Husband of one, father of six, grandfather of 13. Chancellor Emeritus, SMUG. By day I'm the Director of the Mayo Clinic Social Media Network. Whatever I say here is my personal opinion, and doesn't reflect the positions of my employer.

7 thoughts on “Social Technologies in Health Care”

  1. Lee, this is excellent! Although I’m working with http://www.beyondpolls.com my background is healthcare. I worked as a cardiovascular nurse specialist for 25 years before I got into social media. But I’m still very interested in motivating people to make healthier lifestyle choices to prevent heart diseaese.

    My long term goal is to expand into using social media in healthcare. I think there are concerns from healthcare professionals because of liability, confidentiality and loss of control. But I believe these obstacles can be overcome.

    I’ve followed you on twitter, facebook and your blog but have a renewed interest to read through your latest posts. I look forward to reading the rest of these questions. Baby boomers like me are getting older and I can tell you that they are concerned about many health issues.

  2. Thanks for posting all of these Lee. I’m working with a physician to copresent this week “Physicians and the Power of Online Social Networks: Tweets, Blogs, and More” at TexMed 2009, our annual meeting. I’ve shared your posts with him and we’ll both be borrowing.

  3. A (r) evolution in health care: Make 2.0?
    Acute Care (Lucien Engelen) Thursday, April 9, 2009, 07:48
    Clicked: 189 times | 1 comment
    A number of tables I can say about the evolution of what I call Make 2.0. We have already addressed the first challenge: Make 2.0, Health 2.0, E-health, Health Next you name it.
    The definition issue is already clear what must be put down. And it is a discussion about art, or is it more? Obviously I have an opinion, but because of the investigation as they do to Make 2.0 we are looking for your opinion and we encourage you to form an opinion on this. One thing is clear for us, that revolution is coming, but as one of the participants in the consultations this week in RVZ said. “Perhaps it is more an evolution.” Or is it a true Hall-be revolution.
    The discussion about whether all or some speed to run with these developments will however remain. The same also applies to the debate on money, the Business Models that might be adapted (to) go worden.Of the extent to which we may or may not be “allow” the patient is given more direction.

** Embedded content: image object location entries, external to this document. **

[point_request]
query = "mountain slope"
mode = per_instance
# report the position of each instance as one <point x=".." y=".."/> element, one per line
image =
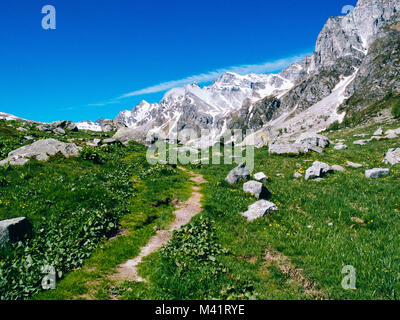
<point x="349" y="54"/>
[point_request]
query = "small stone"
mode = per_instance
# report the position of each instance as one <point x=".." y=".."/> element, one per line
<point x="376" y="173"/>
<point x="354" y="165"/>
<point x="260" y="176"/>
<point x="256" y="188"/>
<point x="259" y="209"/>
<point x="336" y="167"/>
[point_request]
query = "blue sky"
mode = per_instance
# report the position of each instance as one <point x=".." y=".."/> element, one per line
<point x="108" y="55"/>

    That is for me also as the core. I keep all options open for me and it is therefore now a: (R) evolution, which for me is not the OS or the question there, but when it will come. Or …. is it already? See the blog post and comments by Dave deBronkart e-patients.net (subtitle: Because Care Professionals not only “.

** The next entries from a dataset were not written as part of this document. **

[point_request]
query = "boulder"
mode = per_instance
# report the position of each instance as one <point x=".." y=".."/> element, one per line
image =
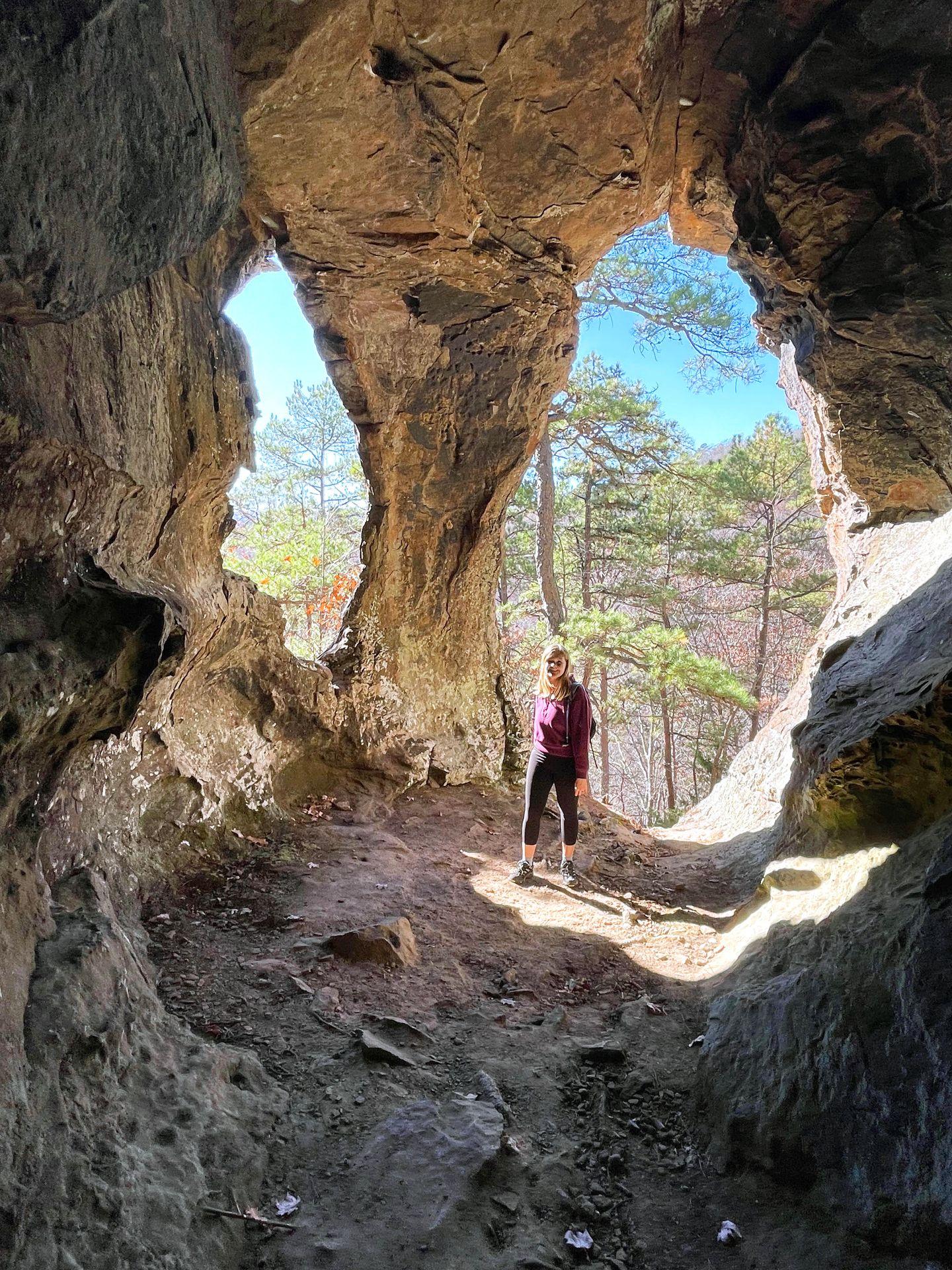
<point x="389" y="943"/>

    Obviously, we on this at this table but I also wanted to carry with you like this debate. Virtual, online, by telephone, but we also have excellent coffee.
    For this discussion a little to awaken I have the following a number of things to put together as “opwarmer”

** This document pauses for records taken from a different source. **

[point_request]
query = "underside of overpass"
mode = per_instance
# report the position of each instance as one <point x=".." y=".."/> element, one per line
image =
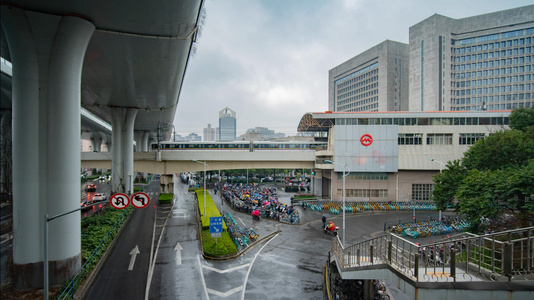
<point x="170" y="162"/>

  4. A (r) evolution in health care: Health 2.0?
    A number of tables I can say about the evolution of what I call Health 2.0. We have already addressed the first challenge: Health 2.0, E-health, NextHealth you name it.
    The definition issue is already clear what must be put down. And it is a discussion about art, or is it more? Obviously I have an opinion, but because of the research we are doing right now on Health 2.0 we are looking for other opinions and we encourage you to form an opinion on this, also here on this blog of Lee.

    One thing is clear for us, that revolution is coming, but as one of the participants in the consultations earlier in the Council for Public Health and Health Care said. “Perhaps it is more an evolution.” Or is it a true Hall-be revolution.
    The discussion about whether all or some speed to run with these developments will however remain. The same also applies to the debate on money, the Business Models that might be adapted (to) go worden. Of the extent to which we may or may not be “allow” the patient is given more direction. Funny discussion, no ? Social Media and the internet will empower patients more and more.

    That is for me also as the core. I keep all options open for me and it is therefore now a: (R) evolution, which for me is not the IF nor the OR the question there, but WHEN it will come. Or …. isn’t it already?